I’ve just come out of a conference in Brussels were Jeremy Rifkin outlined his plan of a “Third Industrial Revolution for Europe”. It is a convincing and cutting-edge blueprint, endorsed also by the European Parliament and the European Commission. Bottom line: rethink the fundamental pillars of the European economy by getting our societies off fossil fuels through massive infusion of renewable energies and by turning each and every building in the ‘old continent’ into an energy hub, capable of producing energy and feeding any surplus back into the grid for others to use it. His proposal is to shift the system of energy production away from centralized control and turn it into an ‘Internet’ of small producers, which create and share energy. Not a new idea, but fundamentally revolutionary. European officials were staring at him but most probably did not really get the point.
Rifkin is a visionary and a fundamental believer in the power of technology. Yet, his assessment is not naive. He is aware of the challenge and the entrenched powers that would oppose such a transition to a non-carbon economy. He is calling for a profound revolution of our governance systems by advocating a new model of social order shaped around the example of the Web, where peers cooperate, co-produce and share.

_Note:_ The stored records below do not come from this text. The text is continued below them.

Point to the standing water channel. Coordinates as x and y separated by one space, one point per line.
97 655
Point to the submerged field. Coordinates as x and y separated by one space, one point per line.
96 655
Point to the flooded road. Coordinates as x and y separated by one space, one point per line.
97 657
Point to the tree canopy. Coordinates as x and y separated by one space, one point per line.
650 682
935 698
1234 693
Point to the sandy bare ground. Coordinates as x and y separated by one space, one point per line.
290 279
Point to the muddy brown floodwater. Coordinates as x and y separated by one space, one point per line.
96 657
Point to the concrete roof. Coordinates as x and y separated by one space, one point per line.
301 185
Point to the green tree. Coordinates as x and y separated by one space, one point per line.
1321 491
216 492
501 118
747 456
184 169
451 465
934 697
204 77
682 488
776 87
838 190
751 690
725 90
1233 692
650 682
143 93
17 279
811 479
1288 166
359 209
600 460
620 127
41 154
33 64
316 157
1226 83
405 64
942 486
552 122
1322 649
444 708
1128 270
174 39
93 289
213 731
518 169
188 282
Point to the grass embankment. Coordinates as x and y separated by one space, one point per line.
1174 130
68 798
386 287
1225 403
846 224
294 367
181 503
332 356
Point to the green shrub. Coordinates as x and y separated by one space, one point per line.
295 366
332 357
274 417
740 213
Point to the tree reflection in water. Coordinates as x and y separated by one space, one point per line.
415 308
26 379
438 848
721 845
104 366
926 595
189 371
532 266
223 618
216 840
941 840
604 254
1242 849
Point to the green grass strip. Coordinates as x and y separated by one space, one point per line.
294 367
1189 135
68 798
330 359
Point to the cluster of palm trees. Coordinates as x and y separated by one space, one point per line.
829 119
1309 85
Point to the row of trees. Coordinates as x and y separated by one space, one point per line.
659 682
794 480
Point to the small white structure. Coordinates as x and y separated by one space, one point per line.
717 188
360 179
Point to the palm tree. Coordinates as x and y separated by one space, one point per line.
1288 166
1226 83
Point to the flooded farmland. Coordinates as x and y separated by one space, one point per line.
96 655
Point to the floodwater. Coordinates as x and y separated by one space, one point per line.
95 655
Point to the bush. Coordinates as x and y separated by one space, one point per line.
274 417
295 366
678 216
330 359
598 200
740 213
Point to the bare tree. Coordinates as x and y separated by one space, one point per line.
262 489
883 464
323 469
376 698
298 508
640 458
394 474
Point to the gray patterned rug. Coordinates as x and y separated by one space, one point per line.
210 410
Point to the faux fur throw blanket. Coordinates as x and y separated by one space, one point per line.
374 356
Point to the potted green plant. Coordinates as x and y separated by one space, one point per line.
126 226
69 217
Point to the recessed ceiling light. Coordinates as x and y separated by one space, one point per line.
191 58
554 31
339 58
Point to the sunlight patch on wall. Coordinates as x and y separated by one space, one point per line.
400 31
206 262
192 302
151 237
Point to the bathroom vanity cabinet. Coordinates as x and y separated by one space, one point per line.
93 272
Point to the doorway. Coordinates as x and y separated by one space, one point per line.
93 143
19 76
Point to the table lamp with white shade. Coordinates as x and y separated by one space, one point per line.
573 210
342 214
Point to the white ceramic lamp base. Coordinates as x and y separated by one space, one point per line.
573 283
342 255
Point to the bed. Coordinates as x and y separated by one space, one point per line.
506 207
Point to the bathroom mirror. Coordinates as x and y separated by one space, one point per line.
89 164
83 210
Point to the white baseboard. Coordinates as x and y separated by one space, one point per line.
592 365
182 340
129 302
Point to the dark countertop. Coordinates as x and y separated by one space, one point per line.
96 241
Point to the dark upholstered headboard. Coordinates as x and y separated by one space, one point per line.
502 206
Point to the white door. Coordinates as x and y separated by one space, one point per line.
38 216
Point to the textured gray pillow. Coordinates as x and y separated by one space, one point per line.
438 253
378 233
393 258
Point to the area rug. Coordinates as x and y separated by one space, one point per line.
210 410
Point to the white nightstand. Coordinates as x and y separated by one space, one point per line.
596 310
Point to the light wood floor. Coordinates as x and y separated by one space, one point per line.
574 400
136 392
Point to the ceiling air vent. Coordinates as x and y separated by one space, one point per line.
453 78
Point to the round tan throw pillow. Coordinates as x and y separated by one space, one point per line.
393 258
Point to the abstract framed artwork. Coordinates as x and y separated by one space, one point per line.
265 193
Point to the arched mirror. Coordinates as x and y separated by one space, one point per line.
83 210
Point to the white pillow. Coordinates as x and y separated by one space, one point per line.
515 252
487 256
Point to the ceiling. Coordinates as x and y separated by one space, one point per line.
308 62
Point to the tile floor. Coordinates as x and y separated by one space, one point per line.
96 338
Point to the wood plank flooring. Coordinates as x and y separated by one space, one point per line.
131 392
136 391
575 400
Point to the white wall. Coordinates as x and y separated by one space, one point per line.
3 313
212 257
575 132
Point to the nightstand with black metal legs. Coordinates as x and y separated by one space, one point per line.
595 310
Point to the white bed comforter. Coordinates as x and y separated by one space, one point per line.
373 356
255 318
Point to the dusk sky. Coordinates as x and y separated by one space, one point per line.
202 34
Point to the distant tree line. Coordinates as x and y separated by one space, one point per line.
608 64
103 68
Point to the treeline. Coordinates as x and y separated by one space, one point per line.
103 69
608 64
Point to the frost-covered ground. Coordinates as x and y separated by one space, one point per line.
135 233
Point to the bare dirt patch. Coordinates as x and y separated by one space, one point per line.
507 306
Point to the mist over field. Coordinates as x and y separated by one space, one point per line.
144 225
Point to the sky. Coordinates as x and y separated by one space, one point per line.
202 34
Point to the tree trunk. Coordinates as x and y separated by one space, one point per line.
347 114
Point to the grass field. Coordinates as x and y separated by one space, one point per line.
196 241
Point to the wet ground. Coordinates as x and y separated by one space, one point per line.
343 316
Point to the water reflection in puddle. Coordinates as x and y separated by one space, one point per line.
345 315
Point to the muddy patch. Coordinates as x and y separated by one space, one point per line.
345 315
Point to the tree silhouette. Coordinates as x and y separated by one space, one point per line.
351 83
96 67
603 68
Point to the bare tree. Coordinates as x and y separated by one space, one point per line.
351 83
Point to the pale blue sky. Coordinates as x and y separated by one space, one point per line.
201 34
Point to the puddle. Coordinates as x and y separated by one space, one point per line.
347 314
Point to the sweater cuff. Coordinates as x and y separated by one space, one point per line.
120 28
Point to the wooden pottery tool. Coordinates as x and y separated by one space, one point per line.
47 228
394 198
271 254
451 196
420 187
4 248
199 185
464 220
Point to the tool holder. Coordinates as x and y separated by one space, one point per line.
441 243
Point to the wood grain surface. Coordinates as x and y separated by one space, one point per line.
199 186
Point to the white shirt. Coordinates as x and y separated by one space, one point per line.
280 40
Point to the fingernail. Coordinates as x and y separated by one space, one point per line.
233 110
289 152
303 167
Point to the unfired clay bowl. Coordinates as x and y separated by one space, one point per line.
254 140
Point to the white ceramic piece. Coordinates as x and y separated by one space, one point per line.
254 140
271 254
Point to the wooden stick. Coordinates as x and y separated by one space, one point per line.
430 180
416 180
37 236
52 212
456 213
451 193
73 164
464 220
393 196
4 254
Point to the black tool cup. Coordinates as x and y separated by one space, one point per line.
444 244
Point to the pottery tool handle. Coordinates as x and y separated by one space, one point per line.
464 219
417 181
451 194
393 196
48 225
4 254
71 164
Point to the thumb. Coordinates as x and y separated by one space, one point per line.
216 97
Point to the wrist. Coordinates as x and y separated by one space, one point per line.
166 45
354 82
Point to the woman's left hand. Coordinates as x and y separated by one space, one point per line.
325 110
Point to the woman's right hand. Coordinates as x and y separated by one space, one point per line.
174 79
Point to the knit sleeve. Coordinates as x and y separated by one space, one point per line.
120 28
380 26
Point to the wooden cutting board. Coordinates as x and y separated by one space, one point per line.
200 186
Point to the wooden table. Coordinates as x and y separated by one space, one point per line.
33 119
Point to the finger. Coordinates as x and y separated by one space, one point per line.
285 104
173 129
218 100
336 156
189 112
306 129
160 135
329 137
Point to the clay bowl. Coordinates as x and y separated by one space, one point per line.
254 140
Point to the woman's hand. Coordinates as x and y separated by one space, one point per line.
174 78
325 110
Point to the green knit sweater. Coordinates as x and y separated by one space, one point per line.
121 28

Amid the worst crisis ever since its inception, the EU should listen carefully to Mr Rifkin. We need to stop the madness of these endless austerity plans that only serve the purpose of keeping a defunct economic system on life support. What we need is what Rifkin calls “a new economic narrative”. If Europe finds the courage to change, it may very well find itself in a leading position in the world. Instead of mocking others (e.g. the US) as it has done for the past two decades.